Présenté en ouverture d'Un Certain Regard lors du dernier Festival de Cannes, Donbass, du cinéaste ukrainien Sergei Loznitsa, a laissé le public sous le choc. Et pour cause: c'est à une plongée en plein cauchemar que convie là le réalisateur de In the Fog, les treize épisodes qui composent le film dévoilant un environnement déshumanisé rendu à une violence et une sauvagerie primales au gré des exactions perpétrées par les deux camps qui s'opposent dans un conflit aux contours incertains. Soit, au confluent du grotesque et du tragique, ce qui ressemble à s'y méprendre à un avant-goût de l'enfer. Et, de l'avis de son auteur, un conte ne portant pas "sur une région, un pays ou un système politique mais sur un monde perdu dans l'après-vérité et les fausses identités. Ça concerne chacun d'entre nous."

À l'assaut du mont Blanc

Exalté, Loznitsa? Voire. Fort de sa longue expérience de documentariste, il veille à nourrir ses visions apocalyptiques de la réalité, non sans entretenir un certain flou sur la nature même des images: "La relation entre fiction et documentaire, c'est en quelque sorte la quadrature du cercle, un problème insoluble. Il y a une frontière stricte entre l'une et l'autre, mais en même temps, quand je tourne une fiction, j'essaie qu'elle ressemble autant que possible à un documentaire, parce que l'impact sur le spectateur est alors beaucoup plus fort. C'est lié notamment au fait que nous sommes de plus en plus habitués aux vidéos amateurs que nous tournons et nous envoyons les uns aux autres. Nous faisons désormais confiance à ce type d'images, et le cinéma a tendance à évoluer en ce sens. J'ai constaté, en tournant Donbass, que pour obtenir le résultat escompté, je devais autoriser un certain pourcentage d'erreurs afin d'arriver au degré d'authenticité nécessaire. Une autre règle, c'est que la caméra ne doit pas tout capturer -des informations importantes peuvent rester hors champ, ce qui contribue également à la ressemblance avec la vie. Et quand je tourne des documentaires, j'essaie qu'ils ressemblent à des films de fiction en recourant aux outils de ces derniers. Mon ambition ultime, c'est de tourner un jour un film dont les spectateurs me demanderaient, "Mais où avez-vous trouvé ces images?", tant il évoquerait des archives. C'est mon mont Blanc."

En attendant, Sergei Loznitsa s'en tient donc aux mornes plaines du Donbass, livrées à un chaos traduit à l'écran en quelque collage de séquences fortes dont la structure, souligne-t-il, emprunte au Fantôme de la liberté, de Luis Buñuel. "Le film est inspiré d'événements réels, aussi incroyables qu'ils puissent paraître. J'ai choisi les histoires les plus frappantes. Je voulais intégrer différentes strates de la société: des gens très pauvres, d'autres très riches, des combattants... qui tous, au fil des épisodes, sont confrontés à la corruption et aux humiliations.
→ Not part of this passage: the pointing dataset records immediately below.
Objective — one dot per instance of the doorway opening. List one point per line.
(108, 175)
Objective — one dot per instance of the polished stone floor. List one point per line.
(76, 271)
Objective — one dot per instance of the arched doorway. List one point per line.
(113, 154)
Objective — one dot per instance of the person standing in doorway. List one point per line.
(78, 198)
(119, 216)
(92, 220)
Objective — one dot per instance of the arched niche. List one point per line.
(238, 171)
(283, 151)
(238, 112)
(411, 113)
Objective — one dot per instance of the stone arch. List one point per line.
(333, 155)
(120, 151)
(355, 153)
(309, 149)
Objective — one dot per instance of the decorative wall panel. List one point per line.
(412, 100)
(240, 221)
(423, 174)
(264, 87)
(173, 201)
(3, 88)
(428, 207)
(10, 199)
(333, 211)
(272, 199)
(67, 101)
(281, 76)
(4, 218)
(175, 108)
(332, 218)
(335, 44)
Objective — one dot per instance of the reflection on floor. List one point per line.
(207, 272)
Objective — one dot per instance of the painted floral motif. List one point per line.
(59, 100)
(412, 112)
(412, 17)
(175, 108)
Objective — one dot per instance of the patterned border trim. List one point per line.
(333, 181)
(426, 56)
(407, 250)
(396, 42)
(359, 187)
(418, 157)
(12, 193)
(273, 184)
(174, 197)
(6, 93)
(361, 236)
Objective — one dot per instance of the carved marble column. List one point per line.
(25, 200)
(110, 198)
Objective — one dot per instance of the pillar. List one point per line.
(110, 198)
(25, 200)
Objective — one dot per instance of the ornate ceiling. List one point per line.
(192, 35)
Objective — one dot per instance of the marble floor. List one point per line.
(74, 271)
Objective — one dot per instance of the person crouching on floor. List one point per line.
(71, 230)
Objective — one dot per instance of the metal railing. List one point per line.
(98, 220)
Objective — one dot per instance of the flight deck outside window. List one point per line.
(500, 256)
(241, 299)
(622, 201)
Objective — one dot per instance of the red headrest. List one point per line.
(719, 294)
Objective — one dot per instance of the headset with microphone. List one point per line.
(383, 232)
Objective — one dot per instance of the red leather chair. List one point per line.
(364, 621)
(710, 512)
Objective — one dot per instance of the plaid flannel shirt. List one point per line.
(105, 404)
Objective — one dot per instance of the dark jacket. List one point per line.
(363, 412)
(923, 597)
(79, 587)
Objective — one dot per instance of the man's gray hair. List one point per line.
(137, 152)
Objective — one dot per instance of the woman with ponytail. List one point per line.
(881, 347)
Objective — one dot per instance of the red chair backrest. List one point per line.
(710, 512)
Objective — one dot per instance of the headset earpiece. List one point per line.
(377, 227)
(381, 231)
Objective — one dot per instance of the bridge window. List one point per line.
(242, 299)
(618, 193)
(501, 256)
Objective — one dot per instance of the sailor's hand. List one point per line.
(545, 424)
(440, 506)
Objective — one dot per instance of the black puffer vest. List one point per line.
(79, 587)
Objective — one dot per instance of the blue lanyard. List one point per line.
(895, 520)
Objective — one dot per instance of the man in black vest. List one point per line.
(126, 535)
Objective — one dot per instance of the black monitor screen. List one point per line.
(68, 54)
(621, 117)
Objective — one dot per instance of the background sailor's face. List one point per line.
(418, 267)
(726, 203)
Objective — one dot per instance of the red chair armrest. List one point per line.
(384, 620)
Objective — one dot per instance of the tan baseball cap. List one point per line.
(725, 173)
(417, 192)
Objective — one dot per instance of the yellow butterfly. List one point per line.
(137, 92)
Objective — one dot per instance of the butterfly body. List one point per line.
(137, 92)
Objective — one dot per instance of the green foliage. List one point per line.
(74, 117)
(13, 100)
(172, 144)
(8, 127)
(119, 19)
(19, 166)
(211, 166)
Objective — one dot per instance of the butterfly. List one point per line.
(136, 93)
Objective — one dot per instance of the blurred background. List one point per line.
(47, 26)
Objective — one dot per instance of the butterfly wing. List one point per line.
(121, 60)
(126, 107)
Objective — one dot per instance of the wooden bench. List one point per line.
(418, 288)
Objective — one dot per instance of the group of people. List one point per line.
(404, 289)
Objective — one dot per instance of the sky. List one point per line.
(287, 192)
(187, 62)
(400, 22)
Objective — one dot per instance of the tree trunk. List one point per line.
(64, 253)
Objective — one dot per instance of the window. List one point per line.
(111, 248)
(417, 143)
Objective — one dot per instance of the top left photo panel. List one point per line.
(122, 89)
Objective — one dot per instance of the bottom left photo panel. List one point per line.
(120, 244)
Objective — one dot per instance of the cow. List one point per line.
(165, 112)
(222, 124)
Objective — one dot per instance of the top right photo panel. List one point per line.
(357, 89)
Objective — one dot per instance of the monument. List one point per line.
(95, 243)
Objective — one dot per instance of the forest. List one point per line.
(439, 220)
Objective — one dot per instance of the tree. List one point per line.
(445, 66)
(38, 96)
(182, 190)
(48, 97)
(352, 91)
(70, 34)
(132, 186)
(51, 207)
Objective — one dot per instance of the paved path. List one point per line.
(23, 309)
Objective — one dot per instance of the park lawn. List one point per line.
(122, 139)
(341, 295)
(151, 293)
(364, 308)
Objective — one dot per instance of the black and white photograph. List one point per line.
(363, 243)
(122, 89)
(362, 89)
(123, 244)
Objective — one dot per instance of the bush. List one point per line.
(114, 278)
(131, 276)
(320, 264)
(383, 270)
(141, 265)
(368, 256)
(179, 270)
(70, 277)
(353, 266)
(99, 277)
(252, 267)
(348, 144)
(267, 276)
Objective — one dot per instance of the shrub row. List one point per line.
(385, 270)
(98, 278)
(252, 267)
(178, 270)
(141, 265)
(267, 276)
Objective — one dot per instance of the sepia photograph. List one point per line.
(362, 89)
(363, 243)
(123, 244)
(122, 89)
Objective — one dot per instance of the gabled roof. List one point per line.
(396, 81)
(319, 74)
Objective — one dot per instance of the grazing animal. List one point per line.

Mon intention était de montrer un territoire et un État en voie de désintégration." Pari tenu, et le résultat dépasse peut-être ses espérances, où fureur et désespoir s'enlacent dans un spectacle de désolation.

C'est bien de "spectacle" en effet qu'il s'agit, le réalisateur insistant d'ailleurs sur les vertus curatives du cinéma face au flot d'images qui nous assaille désormais: "Il est très difficile d'expliquer au public que ce qu'il voit aux informations, sans constituer des mensonges en tant que tel, ne correspond pas non plus à la réalité. Nous devons apprendre à nous distancier des images et à ne pas les laisser nous affecter à ce point. Et le cinéma peut nous enseigner que tout ce que nous voyons à l'écran n'est jamais que performance. Il peut nous offrir un mécanisme de défense..." Mais aussi être utilisé à d'autres fins, Loznitsa lui-même n'échappant pas au procès d'intention voulant qu'il s'adonne à la propagande anti-russe. Spéculation qu'il accueille avec un large sourire: "La propagande répond à des fins très claires. Quiconque s'y livre doit avoir une cible et des objectifs précis. Et être certain que son message sera perçu par les spectateurs -comme dans une publicité pour un yaourt, c'est la même chose. Mon objectif est de provoquer le spectateur et de déclencher un processus de réflexion. Mes films ont des structures ouvertes, et des objectifs drastiquement différents de ceux de la propagande. Si je mène une guerre de l'information, c'est exclusivement contre les idiots!"